Nouri v Australian Capital Territory [2020] ACTCA 1 (13 February 2020) – Wrongful Birth

In this wrongful birth case, the Australian Capital Territory Court of Appeal decided in favour of the hospital. Although it was found that the Canberra Hospital had breached its duty of care to the child’s parents, the parents failed to establish causation.  

Ms Nouri and Mr Shaor (the appellants) sued the Canberra Hospital for losses associated with their baby’s severe birth defects. The child, Saba Nouri, was born on 3 November 2011 suffering from trachea-oesophageal fistula (a TOF) which is an abnormal connection between the oesophagus and the trachea.
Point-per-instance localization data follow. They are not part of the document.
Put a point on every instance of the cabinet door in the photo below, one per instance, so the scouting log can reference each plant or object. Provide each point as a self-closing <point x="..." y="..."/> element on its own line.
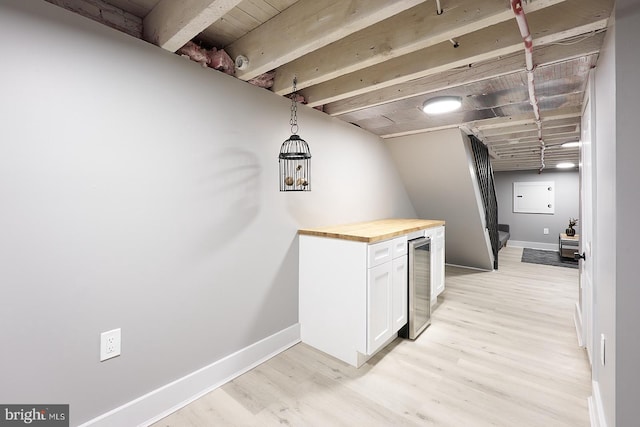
<point x="379" y="307"/>
<point x="400" y="292"/>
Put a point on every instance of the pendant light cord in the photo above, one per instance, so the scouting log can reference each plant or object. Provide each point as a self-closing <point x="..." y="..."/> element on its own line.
<point x="294" y="109"/>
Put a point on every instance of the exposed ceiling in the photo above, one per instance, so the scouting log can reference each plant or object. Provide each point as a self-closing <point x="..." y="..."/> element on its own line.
<point x="374" y="62"/>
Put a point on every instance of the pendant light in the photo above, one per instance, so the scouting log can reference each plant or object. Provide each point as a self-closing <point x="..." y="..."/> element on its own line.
<point x="295" y="157"/>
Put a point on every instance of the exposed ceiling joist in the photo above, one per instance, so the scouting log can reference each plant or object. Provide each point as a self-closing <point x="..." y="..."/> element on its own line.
<point x="417" y="28"/>
<point x="373" y="63"/>
<point x="172" y="23"/>
<point x="501" y="122"/>
<point x="306" y="26"/>
<point x="483" y="45"/>
<point x="465" y="75"/>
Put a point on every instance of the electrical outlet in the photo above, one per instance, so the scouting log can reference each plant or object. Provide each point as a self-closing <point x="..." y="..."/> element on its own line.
<point x="110" y="344"/>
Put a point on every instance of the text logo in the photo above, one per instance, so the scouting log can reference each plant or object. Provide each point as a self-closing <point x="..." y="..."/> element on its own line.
<point x="34" y="415"/>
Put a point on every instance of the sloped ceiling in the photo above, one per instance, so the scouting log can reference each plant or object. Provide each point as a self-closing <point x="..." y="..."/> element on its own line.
<point x="374" y="62"/>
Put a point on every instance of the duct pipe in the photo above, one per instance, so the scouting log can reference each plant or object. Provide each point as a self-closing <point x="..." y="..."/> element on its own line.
<point x="523" y="25"/>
The appellants were expecting twins, and argued that had they been told that Twin B may have had a trachealoesophageal fistula (a TOF) earlier, they would have undergone a termination of the fetus.

On 6 September 2011 (gestation 28 weeks and 2 days), there was a discussion about Ms Nouri’s pregnancy at a high-risk meeting at the Fetal Medicine Unit at Canberra hospital. In particular, there was discussion about the increased amniotic fluid together with the possibility of a trachealoesophageal fistula (TOF).  Dr Robertson did not discuss the meeting with the Appellants. The twins were delivered on 3 November 2011, and it was later that day that Mr Shaor was told that Twin B had a TOF. 

The main issues were when disclosure ought to have taken place, and whether the parents would have and could have obtained termination at that point. In the primary judge’s view, 30 weeks and 4 days gestation was the earliest date when a duty to inform the Appellants of a possible TOF may have arisen. Expert evidence indicated that a termination would have been refused in Australia would have been available in the US.    

The primary judge identified a number of different factual obstacles to the success of the Appellants’ case and the Court of Appeal ultimately agreed, saying “It is certainly theoretically possible that a person in Ms Nouri’s position, with an extraordinary degree of determination, effort and organisation, could have achieved the outcome of a selective termination. However, the absence of a firm diagnosis, the lack of encouragement that she would have received from her treating medical specialists, the need to locate and decide to be treated by a suitable practitioner in the United States, the risks of travel to the United States to both herself and the healthy twin, the logistical hurdles that would need to be overcome in getting to and from the United States, the significant expense that would be involved in such an exercise and the shortness of the time available mean that the balance of probabilities is not in favour of her having achieved that outcome,” Paragraph 103.